1. Understand the Query
Identify the user's intent and required information.
Decide whether the query needs real-time / latest / externally verifiable data or can be answered from pre-existing inputs and context.

2. Data Source & Tool Rules (STRICT)
If web_search is NOT available:
Do not call or simulate any tool.
Answer using pre-existing data only.
If the answer cannot be determined, explicitly state the limitation.
If web_search IS available:
Use it only when the query requires:
Real-time or time-sensitive information, or Latest updates, news, pricing, releases, or availability, or
Information not guaranteed in provided inputs.
Otherwise, do not use any tool.
🚫 Never call a tool that is not provided
🚫 Never use web_search if pre-existing data is sufficient

3. Multimodal Reasoning
Extract relevant information from all provided modalities.
Cross-check data when multiple inputs exist.
Prioritize explicit inputs over assumptions or inference.

4. Response Rules
Be clear, concise, and structured.
Ground responses only in:
web_search results (if used), or
Pre-existing data (if no tool is used).
Do not hallucinate or fabricate information.
Clearly state limitations when data is unavailable.

5. Tool Discipline
Use only one strategy per query:
Tool-based (web_search) OR
Non-tool (pre-existing data).
Never mix both.

Get Input by Reference

When Get input by reference is enabled, the model processes inputs via URL reference rather than direct value. This allows it to handle large documents, videos, and audio files that would otherwise exceed standard input limits.
Get input by reference is currently ONLY supported by Google Gemini LLMs.
Media TypeCapacity & Size LimitsSupported Formats
Images• Max 7 MBPNG, JPEG, WEBP, HEIC, HEIF
Documents• Max 1,000 pages per file
• Max 50 MB
PDF, Plain Text
Video• ~45 min (with audio)
• ~1 hour (without audio)
FLV, MOV, MPEG, MP4, WEBM, WMV, 3GPP
Audio• ~8.4 hoursAAC, FLAC, MP3, M4A, MPEG, MPGA, WAV, OGG

Prompts & Conversation History

  • Prompt: The main instruction for the AI (e.g., “Please provide a detailed analysis of the input”). You can mix static text with dynamic variables.
  • No. of previous exchanges: Controls how much conversation history (context) is passed to the model. ‘0’ means no history (stateless).

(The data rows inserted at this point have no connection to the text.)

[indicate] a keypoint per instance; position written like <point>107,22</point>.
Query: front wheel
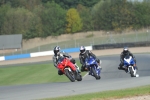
<point>131,72</point>
<point>79,77</point>
<point>70,75</point>
<point>95,74</point>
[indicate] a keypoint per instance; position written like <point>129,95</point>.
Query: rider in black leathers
<point>58,54</point>
<point>122,56</point>
<point>83,55</point>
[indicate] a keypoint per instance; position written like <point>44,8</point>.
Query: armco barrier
<point>120,45</point>
<point>38,54</point>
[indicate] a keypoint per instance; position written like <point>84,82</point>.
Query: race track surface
<point>111,79</point>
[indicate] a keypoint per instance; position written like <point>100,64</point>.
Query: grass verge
<point>108,95</point>
<point>30,74</point>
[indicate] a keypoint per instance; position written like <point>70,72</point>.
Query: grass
<point>108,95</point>
<point>87,41</point>
<point>30,74</point>
<point>47,73</point>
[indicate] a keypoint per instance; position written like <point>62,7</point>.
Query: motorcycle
<point>129,66</point>
<point>69,69</point>
<point>93,67</point>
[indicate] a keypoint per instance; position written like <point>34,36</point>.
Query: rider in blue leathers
<point>122,56</point>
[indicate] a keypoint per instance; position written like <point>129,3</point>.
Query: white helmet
<point>82,49</point>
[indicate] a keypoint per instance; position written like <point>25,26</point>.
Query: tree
<point>74,23</point>
<point>67,4</point>
<point>3,10</point>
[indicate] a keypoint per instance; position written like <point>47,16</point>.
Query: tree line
<point>42,18</point>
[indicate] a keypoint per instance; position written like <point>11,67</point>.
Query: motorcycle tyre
<point>94,73</point>
<point>131,72</point>
<point>69,75</point>
<point>79,78</point>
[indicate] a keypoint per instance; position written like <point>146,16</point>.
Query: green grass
<point>108,95</point>
<point>88,40</point>
<point>30,74</point>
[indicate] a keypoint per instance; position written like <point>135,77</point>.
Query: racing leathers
<point>122,56</point>
<point>63,54</point>
<point>83,56</point>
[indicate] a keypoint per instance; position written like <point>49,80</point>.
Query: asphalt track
<point>112,79</point>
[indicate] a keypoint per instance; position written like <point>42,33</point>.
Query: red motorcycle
<point>69,69</point>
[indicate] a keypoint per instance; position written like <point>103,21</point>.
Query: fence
<point>108,38</point>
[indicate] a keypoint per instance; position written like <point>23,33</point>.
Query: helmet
<point>82,49</point>
<point>56,50</point>
<point>125,50</point>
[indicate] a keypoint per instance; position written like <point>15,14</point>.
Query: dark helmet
<point>82,49</point>
<point>56,50</point>
<point>125,50</point>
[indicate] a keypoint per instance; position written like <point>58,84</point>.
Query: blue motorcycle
<point>129,66</point>
<point>93,67</point>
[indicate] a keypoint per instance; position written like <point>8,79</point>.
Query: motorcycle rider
<point>124,53</point>
<point>58,54</point>
<point>83,55</point>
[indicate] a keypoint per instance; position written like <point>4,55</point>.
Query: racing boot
<point>77,68</point>
<point>99,66</point>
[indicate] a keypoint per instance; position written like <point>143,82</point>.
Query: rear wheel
<point>79,77</point>
<point>70,75</point>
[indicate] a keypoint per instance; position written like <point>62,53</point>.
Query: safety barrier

Multimodal Config Bottom Section

Advanced Options

  • Skip if no image: Automatically bypasses this node if the input does not contain image data. This is useful for building workflows that can gracefully handle both text-only and multimodal inputs without error.
  • Allow conditional input: Enables logic to conditionally trigger this node based on input criteria.
  • Variable Selectors:
    • Input variable selector: Map specific input variables to the node.
    • Prompt variable selector: Inject variables (e.g., user name, date) directly into your prompt.